04 - In a large saucepan, heat butter and vegetable oil over medium heat. Add finely chopped onion and cook until golden brown. Stir in ginger-garlic paste and sauté for 1 to 2 minutes until fragrant.
05 - Add crushed tomatoes, turmeric, ground cumin, ground coriander, garam masala, chili powder, salt, and sugar to the pan. Reduce heat and simmer gently for 10 to 15 minutes, stirring occasionally to deepen flavors.
06 - Stir in heavy cream and cook for an additional 2 to 3 minutes to enrich the sauce.
07 - Fold the grilled paneer, bell pepper, and onion into the masala sauce. Simmer gently for 5 minutes to meld flavors.
08 - Sprinkle chopped fresh cilantro over the dish. Serve hot with steamed basmati rice, accompanied by lemon wedges and extra cilantro for garnish.

# Expert Suggestions:

01 -
  • The paneer gets smoky and tender while staying creamy in the sauce, which feels almost indulgent but tastes lighter than you'd expect.

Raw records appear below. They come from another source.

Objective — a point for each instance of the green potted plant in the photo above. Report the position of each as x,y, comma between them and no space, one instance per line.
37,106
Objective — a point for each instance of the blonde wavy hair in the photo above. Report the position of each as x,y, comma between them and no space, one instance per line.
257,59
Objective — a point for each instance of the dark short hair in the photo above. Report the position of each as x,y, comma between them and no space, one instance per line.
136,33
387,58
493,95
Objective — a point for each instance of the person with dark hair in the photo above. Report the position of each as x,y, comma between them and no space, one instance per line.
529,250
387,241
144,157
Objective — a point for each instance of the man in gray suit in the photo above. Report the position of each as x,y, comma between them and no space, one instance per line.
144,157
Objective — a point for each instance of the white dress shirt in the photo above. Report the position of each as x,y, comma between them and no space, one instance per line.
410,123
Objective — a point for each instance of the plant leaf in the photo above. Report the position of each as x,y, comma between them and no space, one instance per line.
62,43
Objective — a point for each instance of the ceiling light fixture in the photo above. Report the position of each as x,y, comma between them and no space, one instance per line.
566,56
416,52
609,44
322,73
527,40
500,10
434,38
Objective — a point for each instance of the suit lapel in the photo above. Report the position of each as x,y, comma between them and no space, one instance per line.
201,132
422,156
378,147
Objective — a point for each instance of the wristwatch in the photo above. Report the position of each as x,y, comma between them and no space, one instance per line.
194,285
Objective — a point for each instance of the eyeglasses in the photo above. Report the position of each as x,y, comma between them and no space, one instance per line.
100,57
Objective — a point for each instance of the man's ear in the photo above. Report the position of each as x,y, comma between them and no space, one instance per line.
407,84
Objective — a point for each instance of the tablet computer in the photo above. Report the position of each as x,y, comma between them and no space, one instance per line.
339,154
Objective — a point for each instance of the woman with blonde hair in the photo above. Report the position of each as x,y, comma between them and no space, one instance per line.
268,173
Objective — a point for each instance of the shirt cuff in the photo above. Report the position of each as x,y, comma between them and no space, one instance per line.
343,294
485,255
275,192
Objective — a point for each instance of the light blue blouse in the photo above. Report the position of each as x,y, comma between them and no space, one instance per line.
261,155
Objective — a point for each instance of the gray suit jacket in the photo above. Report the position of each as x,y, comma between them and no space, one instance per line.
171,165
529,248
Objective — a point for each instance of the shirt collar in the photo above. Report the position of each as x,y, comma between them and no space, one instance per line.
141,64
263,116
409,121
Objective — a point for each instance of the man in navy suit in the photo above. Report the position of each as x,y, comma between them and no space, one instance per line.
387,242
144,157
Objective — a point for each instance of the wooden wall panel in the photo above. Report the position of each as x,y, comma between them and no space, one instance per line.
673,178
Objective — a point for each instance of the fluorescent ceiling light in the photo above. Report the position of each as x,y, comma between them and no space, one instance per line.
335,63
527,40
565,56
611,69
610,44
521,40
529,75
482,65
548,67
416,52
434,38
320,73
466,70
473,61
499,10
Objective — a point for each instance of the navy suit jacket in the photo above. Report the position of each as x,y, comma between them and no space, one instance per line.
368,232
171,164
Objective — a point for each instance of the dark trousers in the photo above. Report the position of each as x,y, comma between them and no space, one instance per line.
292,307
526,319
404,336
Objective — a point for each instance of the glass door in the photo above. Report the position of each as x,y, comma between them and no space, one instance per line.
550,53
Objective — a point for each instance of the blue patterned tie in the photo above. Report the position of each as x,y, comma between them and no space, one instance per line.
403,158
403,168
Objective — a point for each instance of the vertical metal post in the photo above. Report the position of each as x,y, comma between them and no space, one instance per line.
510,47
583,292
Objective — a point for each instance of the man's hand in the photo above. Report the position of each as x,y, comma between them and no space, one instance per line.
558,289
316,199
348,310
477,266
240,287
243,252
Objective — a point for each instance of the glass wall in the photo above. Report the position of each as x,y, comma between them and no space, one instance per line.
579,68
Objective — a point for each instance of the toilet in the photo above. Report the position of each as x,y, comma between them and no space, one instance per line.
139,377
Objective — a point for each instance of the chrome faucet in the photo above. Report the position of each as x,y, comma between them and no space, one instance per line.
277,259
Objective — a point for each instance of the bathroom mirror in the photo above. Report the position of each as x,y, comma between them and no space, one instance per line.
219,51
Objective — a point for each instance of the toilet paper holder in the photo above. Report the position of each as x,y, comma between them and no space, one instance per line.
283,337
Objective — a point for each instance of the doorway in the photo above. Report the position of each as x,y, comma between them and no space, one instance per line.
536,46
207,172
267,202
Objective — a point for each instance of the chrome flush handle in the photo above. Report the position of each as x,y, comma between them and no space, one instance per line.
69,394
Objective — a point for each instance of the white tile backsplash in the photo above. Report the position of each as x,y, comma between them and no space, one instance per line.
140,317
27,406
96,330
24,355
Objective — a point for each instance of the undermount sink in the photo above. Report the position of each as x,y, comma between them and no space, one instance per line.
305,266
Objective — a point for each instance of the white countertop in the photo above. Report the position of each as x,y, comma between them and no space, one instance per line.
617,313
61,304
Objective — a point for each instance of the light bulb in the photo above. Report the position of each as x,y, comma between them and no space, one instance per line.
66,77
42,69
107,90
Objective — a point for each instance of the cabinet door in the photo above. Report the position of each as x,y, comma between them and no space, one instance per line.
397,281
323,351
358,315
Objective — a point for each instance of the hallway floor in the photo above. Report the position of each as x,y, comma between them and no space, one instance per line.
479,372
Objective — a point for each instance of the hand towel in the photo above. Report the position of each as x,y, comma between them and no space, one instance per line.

  • You can prep everything ahead and grill the paneer whenever you're ready, making it perfect for weeknight dinners without the stress.
  • Once you nail this, you'll find yourself making it for guests because it never fails to impress.
02 -
  • Don't skip the marinating time—it feels like an extra step but it's what transforms plain paneer into something that actually tastes like it belongs in this dish.

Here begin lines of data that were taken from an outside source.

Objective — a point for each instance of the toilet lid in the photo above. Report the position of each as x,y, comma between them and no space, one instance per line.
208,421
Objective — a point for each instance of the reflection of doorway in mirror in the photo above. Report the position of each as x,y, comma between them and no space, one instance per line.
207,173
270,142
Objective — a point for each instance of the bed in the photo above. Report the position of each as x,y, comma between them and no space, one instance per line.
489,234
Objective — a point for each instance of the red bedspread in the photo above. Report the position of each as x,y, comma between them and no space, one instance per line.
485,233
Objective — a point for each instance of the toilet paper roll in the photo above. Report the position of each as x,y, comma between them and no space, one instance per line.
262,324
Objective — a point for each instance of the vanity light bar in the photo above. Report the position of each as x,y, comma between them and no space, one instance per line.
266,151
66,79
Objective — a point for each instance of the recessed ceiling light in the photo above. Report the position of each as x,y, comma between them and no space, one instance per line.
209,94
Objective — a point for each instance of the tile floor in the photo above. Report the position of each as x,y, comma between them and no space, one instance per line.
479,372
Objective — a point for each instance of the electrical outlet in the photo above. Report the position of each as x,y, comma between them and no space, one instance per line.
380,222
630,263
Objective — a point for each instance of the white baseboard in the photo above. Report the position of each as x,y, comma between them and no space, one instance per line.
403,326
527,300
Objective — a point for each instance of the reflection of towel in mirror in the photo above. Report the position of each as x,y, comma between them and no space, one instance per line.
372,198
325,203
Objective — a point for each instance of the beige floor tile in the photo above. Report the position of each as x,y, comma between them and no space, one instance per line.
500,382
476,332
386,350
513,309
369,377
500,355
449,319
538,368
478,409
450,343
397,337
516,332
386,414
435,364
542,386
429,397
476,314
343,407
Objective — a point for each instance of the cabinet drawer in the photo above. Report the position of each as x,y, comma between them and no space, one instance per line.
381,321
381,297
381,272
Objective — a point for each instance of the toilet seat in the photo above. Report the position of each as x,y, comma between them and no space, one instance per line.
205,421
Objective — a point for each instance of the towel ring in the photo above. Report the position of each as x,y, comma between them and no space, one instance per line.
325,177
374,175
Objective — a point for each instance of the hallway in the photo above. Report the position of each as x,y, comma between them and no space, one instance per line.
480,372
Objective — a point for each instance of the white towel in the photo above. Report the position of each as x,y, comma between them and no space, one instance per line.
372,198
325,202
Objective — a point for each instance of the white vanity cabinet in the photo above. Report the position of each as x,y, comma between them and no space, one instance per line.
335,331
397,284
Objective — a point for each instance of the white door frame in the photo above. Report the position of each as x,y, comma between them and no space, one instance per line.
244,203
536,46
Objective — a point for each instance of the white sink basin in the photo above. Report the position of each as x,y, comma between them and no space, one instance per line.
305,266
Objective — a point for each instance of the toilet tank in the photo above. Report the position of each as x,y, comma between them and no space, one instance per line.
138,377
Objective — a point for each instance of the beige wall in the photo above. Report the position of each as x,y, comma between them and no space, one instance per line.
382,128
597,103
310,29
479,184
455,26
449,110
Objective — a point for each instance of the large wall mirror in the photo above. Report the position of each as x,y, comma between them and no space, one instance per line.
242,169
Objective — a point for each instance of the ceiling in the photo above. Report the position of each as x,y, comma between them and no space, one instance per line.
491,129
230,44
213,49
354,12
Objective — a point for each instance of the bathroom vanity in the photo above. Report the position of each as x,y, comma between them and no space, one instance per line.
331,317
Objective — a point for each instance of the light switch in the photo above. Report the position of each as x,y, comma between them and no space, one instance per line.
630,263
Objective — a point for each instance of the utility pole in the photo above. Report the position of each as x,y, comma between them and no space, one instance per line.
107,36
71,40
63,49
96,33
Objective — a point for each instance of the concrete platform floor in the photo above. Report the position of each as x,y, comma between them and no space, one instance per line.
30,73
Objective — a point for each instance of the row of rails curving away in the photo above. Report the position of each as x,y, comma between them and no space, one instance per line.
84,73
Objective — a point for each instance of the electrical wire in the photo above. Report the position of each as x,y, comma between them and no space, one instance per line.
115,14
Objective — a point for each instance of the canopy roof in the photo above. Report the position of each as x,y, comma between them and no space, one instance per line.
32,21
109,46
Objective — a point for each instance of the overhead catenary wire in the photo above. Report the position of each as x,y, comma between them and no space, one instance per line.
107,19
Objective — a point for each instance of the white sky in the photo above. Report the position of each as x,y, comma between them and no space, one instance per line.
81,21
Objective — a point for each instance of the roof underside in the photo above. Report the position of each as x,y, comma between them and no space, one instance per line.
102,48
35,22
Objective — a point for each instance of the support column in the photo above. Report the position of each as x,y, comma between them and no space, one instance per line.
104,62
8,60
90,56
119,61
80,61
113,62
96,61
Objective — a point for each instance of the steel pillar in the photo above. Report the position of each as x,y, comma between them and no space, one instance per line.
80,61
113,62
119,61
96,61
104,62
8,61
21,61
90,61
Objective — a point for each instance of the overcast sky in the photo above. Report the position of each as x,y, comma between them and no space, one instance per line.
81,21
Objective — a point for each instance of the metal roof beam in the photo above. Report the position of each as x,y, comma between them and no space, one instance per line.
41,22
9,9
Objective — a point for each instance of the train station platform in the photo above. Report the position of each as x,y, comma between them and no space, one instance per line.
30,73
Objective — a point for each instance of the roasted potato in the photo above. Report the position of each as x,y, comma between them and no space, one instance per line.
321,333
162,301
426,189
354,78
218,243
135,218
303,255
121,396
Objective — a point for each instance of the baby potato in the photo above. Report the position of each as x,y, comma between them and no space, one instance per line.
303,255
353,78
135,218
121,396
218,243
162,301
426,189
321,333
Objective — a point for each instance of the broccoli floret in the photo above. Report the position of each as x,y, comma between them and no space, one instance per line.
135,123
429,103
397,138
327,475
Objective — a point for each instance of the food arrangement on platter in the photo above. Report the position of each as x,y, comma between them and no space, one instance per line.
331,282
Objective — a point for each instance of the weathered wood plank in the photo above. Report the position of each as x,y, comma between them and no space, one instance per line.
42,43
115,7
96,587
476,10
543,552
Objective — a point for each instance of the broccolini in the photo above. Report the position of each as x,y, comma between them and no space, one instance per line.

  • The cream needs to go in after the tomato sauce has simmered, not before, otherwise it can curdle or taste too rich and mask the spices.
  • If your paneer breaks apart while grilling, it usually means it was stored in water too long or wasn't pressed before marinating—pat it completely dry and handle it gently.
03 -
  • If you don't have time to grill, pan-frying the paneer in a hot cast iron works almost as well and gives you similar caramelization in about 5 minutes.
  • Make the sauce ahead of time and store it in the fridge; grill the paneer fresh and add it just before serving so it stays tender and doesn't absorb too much sauce.